LEADERS IN CYBERSECURITY

Deneen DeFiore

Vice President and Chief Information Security Officer, United Airlines

Deneen is an accomplished technology and risk management executive with experience across multiple critical infrastructure sectors. She has expertise in advising global companies and their most senior executives on technology, cybersecurity, compliance and digital risk decisions related to products, services, and ongoing operations.

Deneen serves as Vice President and Chief Information Security Officer at United Airlines. She is responsible for leading the cybersecurity and digital risk organization to ensure the company is prepared to prevent, detect, and respond to evolving cyber threats. She leads initiatives on commercial aviation cyber safety risk, improving cyber resilience, and represents United in working with international partners to reduce cyber safety risk worldwide across the aviation ecosystem.
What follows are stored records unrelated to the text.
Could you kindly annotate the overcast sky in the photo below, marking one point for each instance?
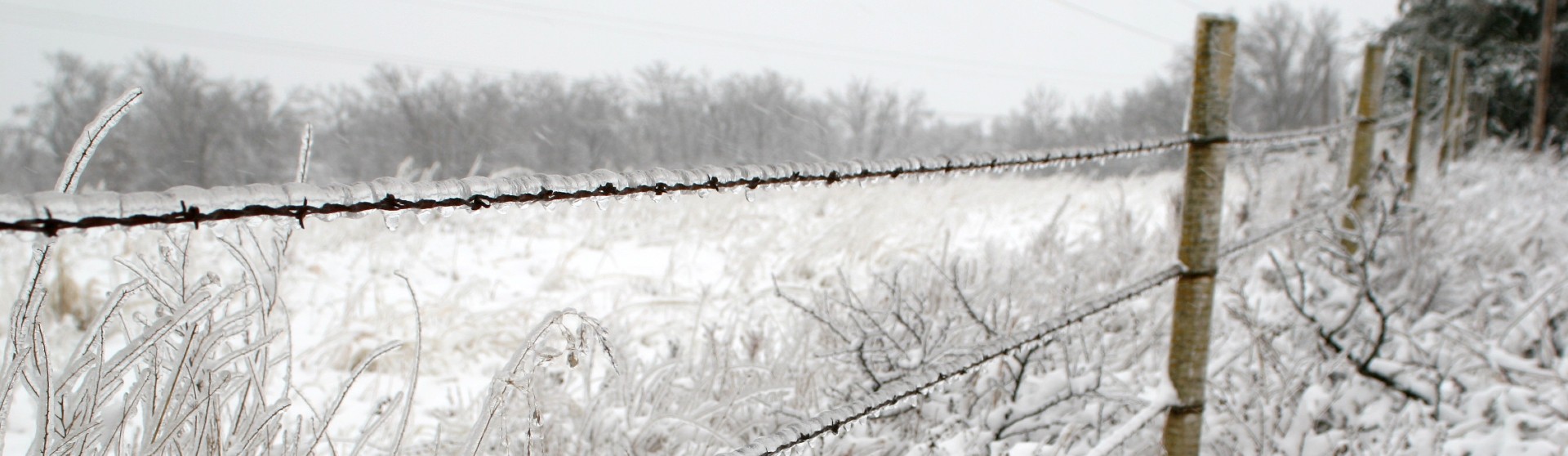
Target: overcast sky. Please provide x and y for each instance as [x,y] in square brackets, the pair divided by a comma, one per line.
[971,58]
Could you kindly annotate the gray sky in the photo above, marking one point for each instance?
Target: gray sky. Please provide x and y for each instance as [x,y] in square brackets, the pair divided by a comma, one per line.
[971,58]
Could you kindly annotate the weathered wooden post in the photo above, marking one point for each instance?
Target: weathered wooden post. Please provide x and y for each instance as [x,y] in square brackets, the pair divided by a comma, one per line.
[1544,76]
[1208,121]
[1450,104]
[1413,145]
[1360,176]
[1368,102]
Deneen is the Chair of the board of the Aviation Information Sharing Analysis Center and the Chairperson of the Airlines for America (A4A) Cybersecurity Committee. She is an independent director and a member of Blackbaud Software’s board of directors. In 2022, she was appointed to serve on the President’s National Infrastructure Advisory Council (NIAC), advising the White House on reducing physical and cyber risks and improving the security and resilience of the nation’s critical infrastructure sectors.

She is passionate about diversity in the tech industry and promoting STEM education. Show more

What does a typical day of work look like for you?

I focus on securing United’s airline operations, digital systems, information and assets, as well as ensuring we have compliance with global regulatory requirements. I spend a lot of my time with operations leaders at United, our key partners and suppliers, helping them understand risks and prepare for cyber threats. A typical day might look like this: taking a deep dive with my teams to learn about a new security technology we are developing, attending a threat briefing to understand what new threats and risks we must be ready for, or meeting with airline operations leaders, industry peers and regulators.

What aspects of your career journey have taken you by surprise?

I would like to say I had a plan, but as I reflect on my career path and choices, it was all about finding the next challenge. It’s OK to make different choices based on the moments you are experiencing.

Tell us about the cyber project you're most proud of working on in your career.

I’m most proud of seeing my team members’ success and growth. There are numerous people I have worked with through the years and now are CISOs themselves!

How has public perception of cybersecurity changed over the course of your career, and how do you predict in the future?

Cybersecurity is dynamic and, over the years, has evolved from a technology risk to a business risk. I love being connected to the business. Every time I board a flight, I am reminded that my work makes a real-world impact. A data breach or service outage breaks trust. The customer won’t be upset about the failed firewall or the admin that misconfigured a cloud VPC. They lose trust in United. So, protecting our business and customer relationships means managing cybersecurity and technology risks.

Tell us about your first job (can be anything!) and one lesson you might have learned from it.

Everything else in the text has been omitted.